(creation date: 05.07.2022)

The WYgroup Board of Directors considers a priority the implementation of the ISMS, imposed as a necessity to compete in the market and continuously improve the organization processes. In addition, current legislation is clear on the subject of Information Security, from the legal framework of data protection to the specific requirements of service providers. As a compromise, WYgroup defines this policy with appropriate measures that ensure the implementation of the ISMS based on the international standard ISO 27001:2013:

• Ensure an adequate level of Information Security managed by WYgroup, providing partners and employees with transparency, trust, integrity, and services to meet their needs efficiently;
• Training and awareness of all employees, but also partners and clients;
• Increase the effectiveness and efficiency of internal processes;
• Identify the risks that threaten information-processing assets, which will be permanently evaluated, controlled and, if possible, reduced.
  Procedures have been defined, and are present at all levels of the organization to achieve the following objectives:
• Obtain ISO 27001:2013 certification in 2023 and maintain it over time;
• Keep a low number of Information Security incidents;
• Ensure that Information Security incidents SLAs are accomplished;
• Ensure that all employees receive training in Information Security.

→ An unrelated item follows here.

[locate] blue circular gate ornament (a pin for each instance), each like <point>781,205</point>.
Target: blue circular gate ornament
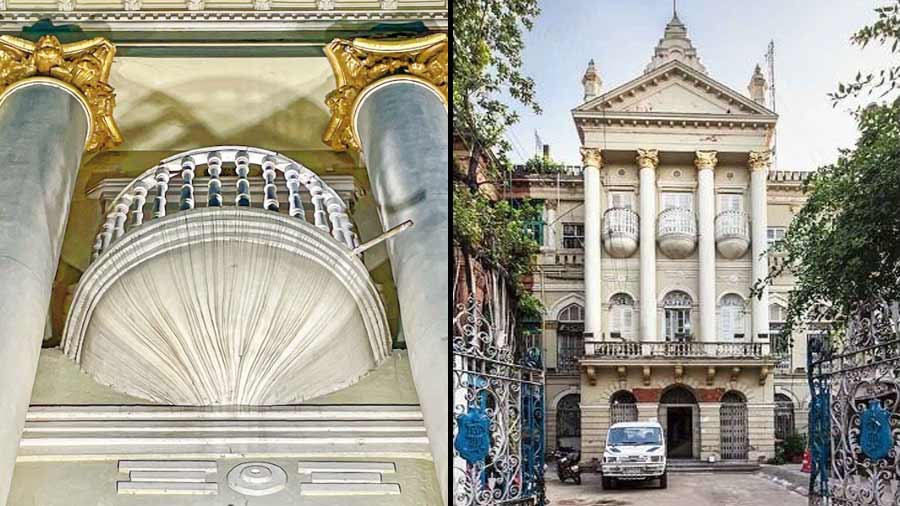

This allows the continuous improvement of the business processes and the improvement of all teams in Information Security (ISO 27001), ensuring that the ISMS is always aligned with WYgroup objectives.

WYgroup Board of Directors understands that a high level of security quality must, therefore, be guaranteed in a permanent and balanced way, to prevent the materialization of inherent risks, to mitigate or limit potential damages, and to guarantee that the business operates according to plan over time.